L’argilla era trasportata con una fune aerea, fino sulla falda destra (strada mulattiera, che da Marone conduce a Gasso, che fino ad un certo punto era carrettiera). La fune, secondo il progresso dello scavo, era di tanto in tanto opportunamente spostata.
La falda, su cui giace l’argilla, è boscosa e molto ripida; il manto argilloso di piccolo spessore, da 20 cm ad 1 metro. Un’altra cava in terreno privato, discontinuamente attiva, era molto più ad est della precedente, sulla stessa falda, sotto la vetta del Caprello e all’altezza di circa 852 m s. l. m., di fronte alla rupe dolomitica dell’Acquasanta. Depositi di argilla smettica erano anche a Ranco presso Pregasso all’altezza di 224 m s. l. m., nella regione soprastante ai Tufi di Sale Marasino a 290 m s. l. m.: di più antiche cave mancano e traccia e ricordo. Ma è naturale che i primi follatori cercassero l’argilla nelle località più vicine agli abitati, e quindi più basse; poscia, quelle esaurite od ivi l’estrazione resa meno proficua, si rivolsero a località più lontane e quindi più elevate».
Leggi il saggio di Francesco Salmoiraghi: archivio-fotografico-predali-saggio-salmoiraghi-sulla-terra-di-follo-di-Marone
Il Consiglio comunale di Marone (Brescia) nel 1871 deliberava alcune norme per lo scavo della terra follonica nei terreni del Comune. La Giunta municipale con delibera del 13 giugno 1873, sanciva alcune norme per tale scavo e fra queste nell'art. 1 era detto: «L'uso del filo di ferro per la traduzione di detta terra è vietato».

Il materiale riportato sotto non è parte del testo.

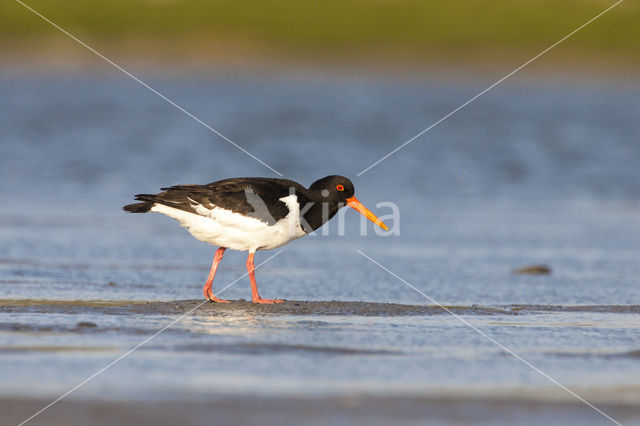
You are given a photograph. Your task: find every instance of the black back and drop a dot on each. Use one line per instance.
(256, 197)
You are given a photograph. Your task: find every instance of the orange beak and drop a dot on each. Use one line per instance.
(353, 203)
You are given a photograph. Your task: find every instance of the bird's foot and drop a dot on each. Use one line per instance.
(260, 300)
(215, 299)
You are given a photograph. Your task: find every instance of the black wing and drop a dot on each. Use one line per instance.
(253, 197)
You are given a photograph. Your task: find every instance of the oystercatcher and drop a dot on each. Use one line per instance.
(251, 214)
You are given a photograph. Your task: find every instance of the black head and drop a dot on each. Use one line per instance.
(329, 195)
(333, 189)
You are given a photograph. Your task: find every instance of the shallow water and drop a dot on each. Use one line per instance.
(526, 175)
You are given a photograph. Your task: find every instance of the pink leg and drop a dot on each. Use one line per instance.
(255, 296)
(208, 292)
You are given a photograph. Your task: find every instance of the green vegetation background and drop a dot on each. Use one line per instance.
(417, 27)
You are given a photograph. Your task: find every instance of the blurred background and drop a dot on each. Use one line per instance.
(542, 169)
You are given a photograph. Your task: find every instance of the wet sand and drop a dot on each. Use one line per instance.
(315, 411)
(300, 308)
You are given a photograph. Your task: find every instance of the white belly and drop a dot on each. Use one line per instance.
(225, 228)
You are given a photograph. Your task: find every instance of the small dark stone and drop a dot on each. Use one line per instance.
(533, 270)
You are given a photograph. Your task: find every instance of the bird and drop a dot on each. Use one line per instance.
(251, 214)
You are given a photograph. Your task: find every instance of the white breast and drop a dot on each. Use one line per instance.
(225, 228)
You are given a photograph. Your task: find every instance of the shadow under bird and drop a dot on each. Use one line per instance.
(251, 214)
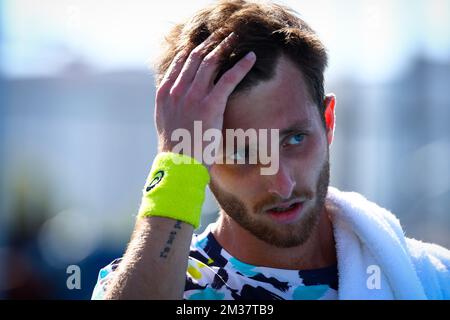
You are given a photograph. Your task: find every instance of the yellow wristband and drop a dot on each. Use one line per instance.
(175, 188)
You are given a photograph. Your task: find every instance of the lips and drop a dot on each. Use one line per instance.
(286, 213)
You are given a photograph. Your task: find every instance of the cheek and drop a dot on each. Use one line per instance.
(239, 180)
(308, 162)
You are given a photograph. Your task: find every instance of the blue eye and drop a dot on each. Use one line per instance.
(296, 139)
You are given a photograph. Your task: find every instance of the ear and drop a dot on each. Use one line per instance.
(330, 103)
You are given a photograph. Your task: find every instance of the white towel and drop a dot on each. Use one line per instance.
(370, 239)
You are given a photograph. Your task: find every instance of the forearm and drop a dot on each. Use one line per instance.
(154, 265)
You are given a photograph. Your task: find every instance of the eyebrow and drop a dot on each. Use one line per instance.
(295, 127)
(298, 125)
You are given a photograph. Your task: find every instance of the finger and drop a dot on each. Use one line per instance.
(209, 66)
(230, 79)
(174, 69)
(187, 73)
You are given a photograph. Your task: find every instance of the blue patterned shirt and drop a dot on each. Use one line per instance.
(214, 274)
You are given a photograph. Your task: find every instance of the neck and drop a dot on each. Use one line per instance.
(317, 252)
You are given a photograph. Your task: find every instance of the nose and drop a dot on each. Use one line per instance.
(282, 183)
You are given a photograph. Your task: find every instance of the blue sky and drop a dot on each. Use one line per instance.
(368, 40)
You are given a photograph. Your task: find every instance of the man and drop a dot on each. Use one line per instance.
(285, 235)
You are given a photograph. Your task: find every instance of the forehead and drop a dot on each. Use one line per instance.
(276, 103)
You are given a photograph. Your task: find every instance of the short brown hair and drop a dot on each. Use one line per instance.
(268, 29)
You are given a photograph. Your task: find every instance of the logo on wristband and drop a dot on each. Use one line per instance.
(155, 181)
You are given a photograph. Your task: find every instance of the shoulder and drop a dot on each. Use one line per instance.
(432, 264)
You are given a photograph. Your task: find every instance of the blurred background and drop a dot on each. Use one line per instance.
(77, 135)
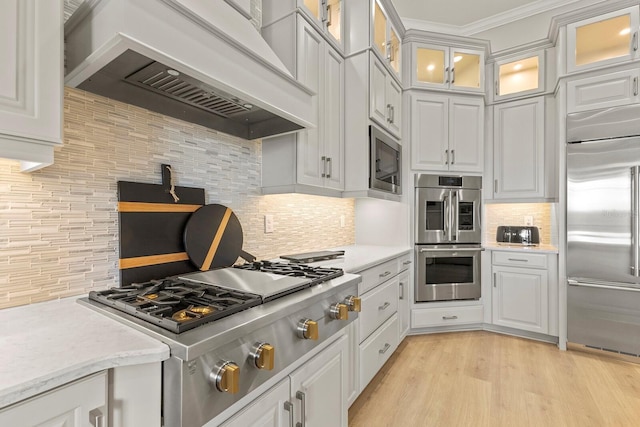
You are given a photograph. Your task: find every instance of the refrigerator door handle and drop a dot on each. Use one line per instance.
(635, 220)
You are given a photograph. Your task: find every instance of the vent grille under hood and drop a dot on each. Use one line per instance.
(178, 58)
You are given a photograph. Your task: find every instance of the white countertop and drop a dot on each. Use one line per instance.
(360, 257)
(48, 344)
(520, 248)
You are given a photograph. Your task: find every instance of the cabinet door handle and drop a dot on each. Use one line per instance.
(96, 418)
(386, 347)
(303, 408)
(288, 406)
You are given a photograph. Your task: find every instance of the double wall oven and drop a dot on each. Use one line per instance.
(447, 237)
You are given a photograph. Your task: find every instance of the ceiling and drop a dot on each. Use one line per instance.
(469, 16)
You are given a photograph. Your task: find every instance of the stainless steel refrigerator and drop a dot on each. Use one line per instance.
(603, 226)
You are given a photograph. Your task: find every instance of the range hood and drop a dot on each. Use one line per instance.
(198, 61)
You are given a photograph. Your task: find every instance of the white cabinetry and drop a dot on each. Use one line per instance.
(386, 98)
(525, 291)
(81, 403)
(603, 91)
(447, 132)
(385, 38)
(405, 265)
(327, 16)
(31, 87)
(314, 394)
(519, 76)
(447, 68)
(525, 164)
(603, 40)
(311, 161)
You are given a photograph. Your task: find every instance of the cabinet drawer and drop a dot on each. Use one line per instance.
(405, 262)
(443, 316)
(376, 350)
(377, 306)
(517, 259)
(373, 276)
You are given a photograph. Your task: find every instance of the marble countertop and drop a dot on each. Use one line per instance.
(48, 344)
(544, 248)
(361, 257)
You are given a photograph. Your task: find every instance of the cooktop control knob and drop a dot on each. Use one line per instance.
(308, 329)
(226, 376)
(339, 311)
(353, 303)
(263, 355)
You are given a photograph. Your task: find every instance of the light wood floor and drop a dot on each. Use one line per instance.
(486, 379)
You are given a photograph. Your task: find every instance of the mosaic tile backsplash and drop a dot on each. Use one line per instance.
(513, 214)
(59, 225)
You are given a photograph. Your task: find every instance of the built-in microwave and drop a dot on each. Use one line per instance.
(386, 162)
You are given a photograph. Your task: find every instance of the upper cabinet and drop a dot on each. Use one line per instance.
(385, 38)
(327, 16)
(447, 68)
(519, 76)
(603, 40)
(447, 132)
(31, 88)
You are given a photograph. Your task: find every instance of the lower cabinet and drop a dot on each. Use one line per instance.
(314, 394)
(525, 291)
(80, 403)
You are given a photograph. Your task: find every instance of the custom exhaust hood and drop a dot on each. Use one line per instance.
(198, 61)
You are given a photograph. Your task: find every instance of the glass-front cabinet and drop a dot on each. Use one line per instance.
(329, 15)
(519, 76)
(448, 68)
(385, 37)
(606, 39)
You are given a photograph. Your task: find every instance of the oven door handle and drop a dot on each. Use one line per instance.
(422, 250)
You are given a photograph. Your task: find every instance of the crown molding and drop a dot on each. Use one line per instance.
(491, 22)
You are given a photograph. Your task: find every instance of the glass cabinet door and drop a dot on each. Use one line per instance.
(430, 65)
(522, 75)
(606, 39)
(314, 7)
(334, 19)
(380, 29)
(394, 51)
(466, 69)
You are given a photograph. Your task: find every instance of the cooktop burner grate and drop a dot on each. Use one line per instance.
(174, 304)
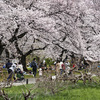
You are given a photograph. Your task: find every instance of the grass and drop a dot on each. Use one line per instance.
(73, 92)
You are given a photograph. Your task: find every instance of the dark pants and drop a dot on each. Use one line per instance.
(10, 72)
(34, 72)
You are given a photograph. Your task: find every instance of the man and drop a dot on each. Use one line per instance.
(34, 67)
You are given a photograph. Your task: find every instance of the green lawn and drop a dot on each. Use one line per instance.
(73, 92)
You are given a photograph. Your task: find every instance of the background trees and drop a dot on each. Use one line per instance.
(60, 27)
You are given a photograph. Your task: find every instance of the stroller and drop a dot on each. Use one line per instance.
(19, 75)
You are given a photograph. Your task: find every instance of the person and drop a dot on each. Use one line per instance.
(34, 67)
(11, 71)
(57, 67)
(61, 69)
(20, 66)
(8, 64)
(40, 71)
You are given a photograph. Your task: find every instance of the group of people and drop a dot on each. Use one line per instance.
(62, 67)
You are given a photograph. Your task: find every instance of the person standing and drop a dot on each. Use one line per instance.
(11, 71)
(57, 68)
(34, 67)
(60, 68)
(8, 64)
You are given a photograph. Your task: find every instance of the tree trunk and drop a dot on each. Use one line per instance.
(23, 61)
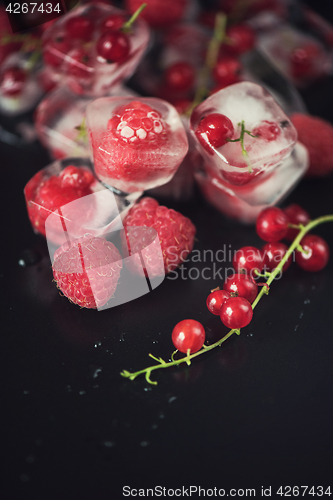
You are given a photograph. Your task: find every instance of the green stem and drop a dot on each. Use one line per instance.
(211, 59)
(126, 27)
(264, 291)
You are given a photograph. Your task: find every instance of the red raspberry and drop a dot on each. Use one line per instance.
(317, 135)
(46, 195)
(136, 123)
(175, 234)
(158, 13)
(87, 271)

Giovanni Cristini, con il fratello Luigi, aveva contravvenuto a tale divieto e il Sindaco Giuseppe Fenaroli gli intimò, il 15 agosto 1873, «di staccare e trasportare al suo domicilio il ferro apposto sulle proprietà comunali entro il giorno 19 dello stesso mese, sotto comminatoria che in caso d'ineseguimento sarebbe stato il distacco e trasporto predetto operato d'ufficio a spese dell'intimato».
I fratelli Cristini si opposero all'ingiunzione – dicendo di non volerla eseguire – in quanto l'uso del filo di ferro non fu vietato dal Consiglio comunale, ma dalla Giunta senza alcuna facoltà, e perché, se la legge comunale concede ai Sindaci di prendere i provvedimenti d'urgenza che riguardino la pubblica sicurezza, nel caso il distacco del filo di ferro non era richiesto da alcuna urgenza, essendo tenuto in esercizio da tre anni senza ostacolo o danno di sorta.
Il Sindaco fece allora rimuovere il filo di ferro d'ufficio.
Di qui la querela dei Cristini, con la quale, lamentando quel fatto come prodotto dell'arbitrio del Fenaroli e dell'abuso della sua qualità di Sindaco, ne chiese la condanna al risarcimento dei danni.
La causa è stata trattata in numerosi testi di giurisprudenza amministrativa, poiché l'argomento dell'abuso, se vi era stato, era di competenza dei tribunali amministrativi e non dell'autorità giudiziaria.
Non sappiamo come sia stata risolta la questione, ma – se nel 1892, quasi 20 anni dopo, se il Salmoiraghi dice che «l'argilla era trasportata con una fune aerea» – è evidente che, in un modo o nell'altro, l'ebbero vinta i fratelli Cristini.